Stepwise increase in NaCl intake in healthy male test subjects led to a low-grade metabolic acidosis. This was most likely the cause for increased bone resorption during high sodium chloride intake, as determined by analyzing bone resorption markers.
Introduction: We examined the effect of increased dietary sodium chloride (NaCl) on bone metabolism and acid-base balance.

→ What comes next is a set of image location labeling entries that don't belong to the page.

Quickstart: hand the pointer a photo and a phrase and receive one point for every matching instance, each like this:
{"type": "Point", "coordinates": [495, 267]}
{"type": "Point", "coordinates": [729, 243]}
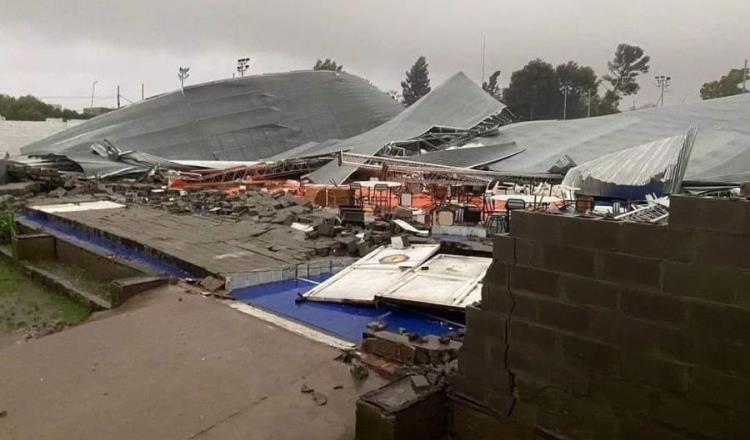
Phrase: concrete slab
{"type": "Point", "coordinates": [170, 365]}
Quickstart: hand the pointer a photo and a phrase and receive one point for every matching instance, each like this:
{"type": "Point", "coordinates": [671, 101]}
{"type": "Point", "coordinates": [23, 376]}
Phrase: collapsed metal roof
{"type": "Point", "coordinates": [721, 152]}
{"type": "Point", "coordinates": [656, 167]}
{"type": "Point", "coordinates": [235, 119]}
{"type": "Point", "coordinates": [457, 104]}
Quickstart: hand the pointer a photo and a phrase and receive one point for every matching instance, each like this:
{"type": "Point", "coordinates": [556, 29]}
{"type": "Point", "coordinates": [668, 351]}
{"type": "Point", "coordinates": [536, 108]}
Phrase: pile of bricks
{"type": "Point", "coordinates": [593, 329]}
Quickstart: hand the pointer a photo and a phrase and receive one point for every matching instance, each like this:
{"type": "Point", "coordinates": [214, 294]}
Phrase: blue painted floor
{"type": "Point", "coordinates": [343, 320]}
{"type": "Point", "coordinates": [48, 223]}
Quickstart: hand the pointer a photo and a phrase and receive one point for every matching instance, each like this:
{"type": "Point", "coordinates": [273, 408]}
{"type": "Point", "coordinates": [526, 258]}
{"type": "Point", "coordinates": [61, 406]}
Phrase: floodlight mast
{"type": "Point", "coordinates": [662, 81]}
{"type": "Point", "coordinates": [566, 89]}
{"type": "Point", "coordinates": [183, 73]}
{"type": "Point", "coordinates": [243, 64]}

Materials and methods: Subjects were nine healthy men (mean age, 25.7 +/- 3.1 yr; mean body weight [BW], 71.5 +/- 4.0 kg). During the first period (6 days), subjects received 0.7 mEq NaCl/kg BW per day (phase 1), during the second period (6 days) 2.8 mEq NaCl/kg BW per day (phase 2), during the third period (10 days) 7.7 mEq NaCl/kg BW per day (phase 3), and during the fourth period (6 days) 0.7 mEq NaCl/kg BW per day (phase 4).

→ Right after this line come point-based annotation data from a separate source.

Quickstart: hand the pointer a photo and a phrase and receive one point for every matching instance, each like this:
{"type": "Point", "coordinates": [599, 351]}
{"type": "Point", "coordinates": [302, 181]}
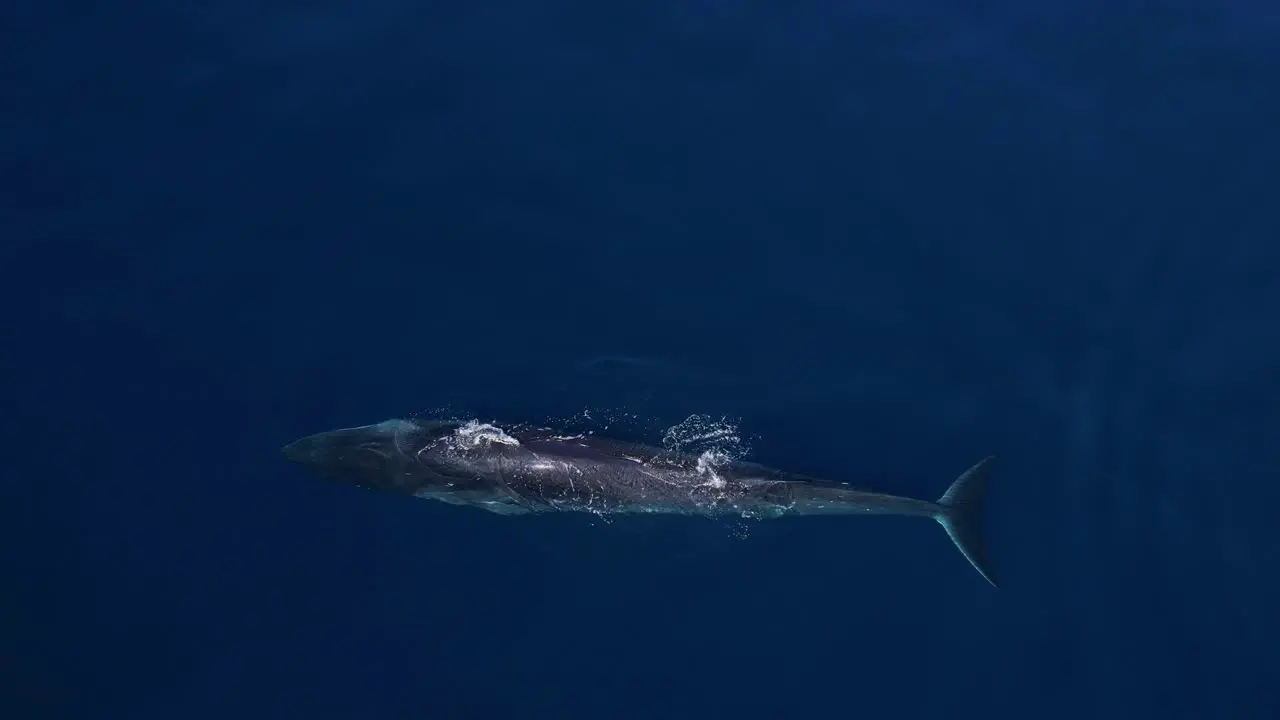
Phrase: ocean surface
{"type": "Point", "coordinates": [873, 241]}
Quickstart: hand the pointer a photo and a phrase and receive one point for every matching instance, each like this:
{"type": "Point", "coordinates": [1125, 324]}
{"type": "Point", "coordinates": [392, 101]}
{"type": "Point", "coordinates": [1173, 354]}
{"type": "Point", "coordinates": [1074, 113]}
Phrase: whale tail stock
{"type": "Point", "coordinates": [960, 515]}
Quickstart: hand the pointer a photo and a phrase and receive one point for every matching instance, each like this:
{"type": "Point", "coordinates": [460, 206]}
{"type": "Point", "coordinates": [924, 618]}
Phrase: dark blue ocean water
{"type": "Point", "coordinates": [883, 237]}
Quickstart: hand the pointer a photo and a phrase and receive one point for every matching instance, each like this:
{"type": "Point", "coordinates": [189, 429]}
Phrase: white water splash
{"type": "Point", "coordinates": [475, 433]}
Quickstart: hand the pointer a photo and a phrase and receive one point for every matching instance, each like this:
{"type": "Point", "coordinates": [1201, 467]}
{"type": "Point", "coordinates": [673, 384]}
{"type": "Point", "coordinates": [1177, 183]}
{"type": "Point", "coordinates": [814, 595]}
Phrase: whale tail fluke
{"type": "Point", "coordinates": [960, 515]}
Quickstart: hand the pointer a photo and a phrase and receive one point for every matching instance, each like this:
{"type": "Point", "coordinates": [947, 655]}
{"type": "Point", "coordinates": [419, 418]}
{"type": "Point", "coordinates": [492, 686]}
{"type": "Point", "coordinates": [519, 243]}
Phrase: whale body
{"type": "Point", "coordinates": [525, 469]}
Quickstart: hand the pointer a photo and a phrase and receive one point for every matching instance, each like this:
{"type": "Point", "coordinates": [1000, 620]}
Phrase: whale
{"type": "Point", "coordinates": [522, 469]}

Results: Twenty-four-hour urinary excretion of calcium and sodium rose significantly with increasing NaCl intake (p < 0.001 for both). Urinary excretion of bone resorption markers C- and N-terminal telopeptide of type I collagen (CTX, NTX) increased from phase 2 to phase 3 (CTX, p = 0.013; NTX, p < 0.001) and decreased from phase 3 to phase 4 (CTX, p < 0.001; NTX, p = 0.002). Bone formation markers N-terminal propeptide of type I procollagen, bone-specific alkaline phosphatase, and osteocalcin remained unchanged from low to high NaCl intake. Blood pH levels decreased (p = 0.04) between phases 1 and 3. Blood bicarbonate (HCO(3)(-)) and base excess (BE) decreased from phases 1 to 3 (p < 0.001 for both) and from phases 2-3 (HCO(3)(-), p = 0.003; BE, p = 0.015). Nearly all bone resorption markers and acid-base variables reached their baseline levels in phase 4.
Conclusions: We conclude that low-grade metabolic acidosis may be the cause of NaCl-induced exaggerated bone resorption.